Переход несколько неожиданный. Сашка с Димкой предпочитают не слышать.
— Сереги? — переспрашиваю я. Чувствую, как под его взглядом у меня потеют ладони. — Приболел.
— Вот как? — Николай внимательно разглядывал ребят.
— Грипп, — кивает Сашка и громко чихает. — У…жас, какой грипп. Азиатская форма.
— А… да, да, — рассеянно бормочет Николай и какую-то секунду стоит к нам спиной. Затем решительно поворачивается, и только сейчас мы замечаем, как он осунулся. Вот этих морщин у самых надбровных дуг раньше не было. А теперь есть. И привычки пощипывать усы тоже не было. Он изменился, очень изменился. Николай делает несколько шагов в сторону, затем снова возвращается назад и, сцепив руки в тяжелый замок, начинает тереться о них подбородком. Он молчит, и наше беспокойство усиливается.
— Ты чего, Коля… а?
— У?.. Нет, нет… Ничего. Все нормально. Значит, бережете?
— Ты о чем?
Николай не замечает вопроса. Посчитав паузу достаточной, тихо продолжает.

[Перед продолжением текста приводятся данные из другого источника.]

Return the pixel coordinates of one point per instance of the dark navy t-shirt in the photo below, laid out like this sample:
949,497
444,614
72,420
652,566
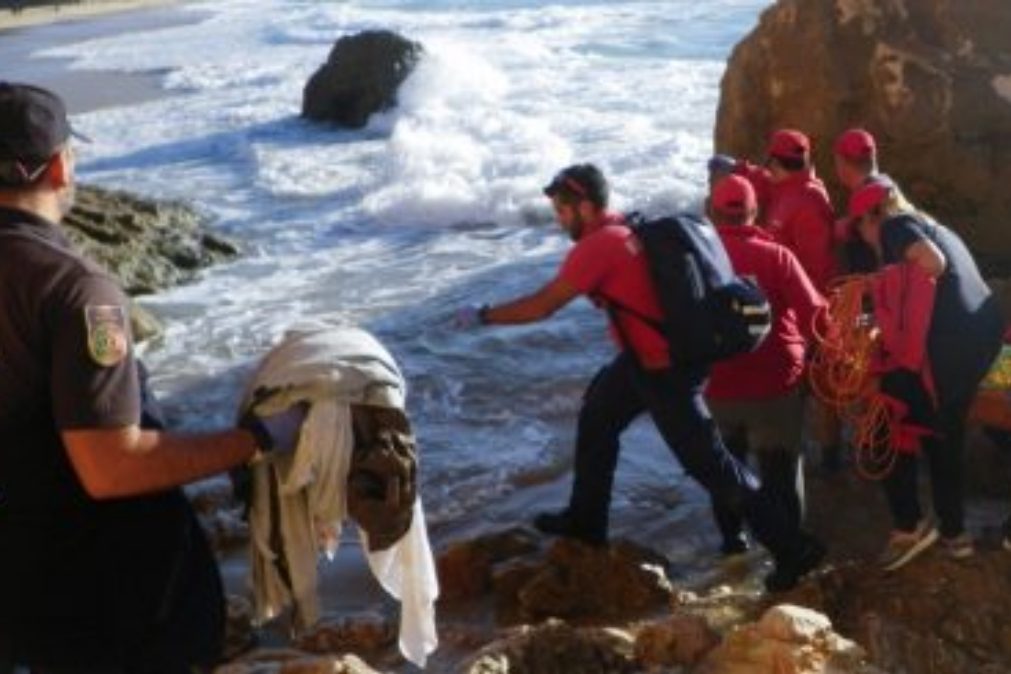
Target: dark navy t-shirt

— Ну что ж, и на том спасибо. Просто я думал, он сильнее. И смелее. Да-да, смелее.
Он заставляет нас впервые пожалеть, что рядом нет старшины с традиционным предупреждением «Граждане, свидание закончено… Граждане, попрошу…»
Он никогда не опаздывал, наш бело-синий потрепанный ЗИЛ. А сегодня опаздывает. К этому никто не привык, и поэтому волнуются. Волнуются все. И мы тоже. Все, потому что не знают причины. Ну а мы, мы наоборот, мы знаем. Наконец он появляется, скандально позвякивая разбитыми рессорами.
— Ерунда какая-то, — негромко переругиваются люди и рассаживаются по своим местам. Автобус трогается.
— Я новый кондуктор, — говорит она точно так же, как когда-то это сделала Лена.
— Очень приятно, не надо только опаздывать, — шутят ребята с гидролизного.
Еще один квартал, и мы свернем на площадь Коммунаров.
Чуть покачиваясь, она медленно идет по проходу. Щелкает сумка, рвутся билеты. «На счастье!» — говорю я и протягиваю пятаки.
— Настоящие? — спрашивает Димка и трогает глянцевитую ленту.
— Только настоящие и только счастливые, — отвечает она и вдруг улыбается. Открыто, радостно улыбается.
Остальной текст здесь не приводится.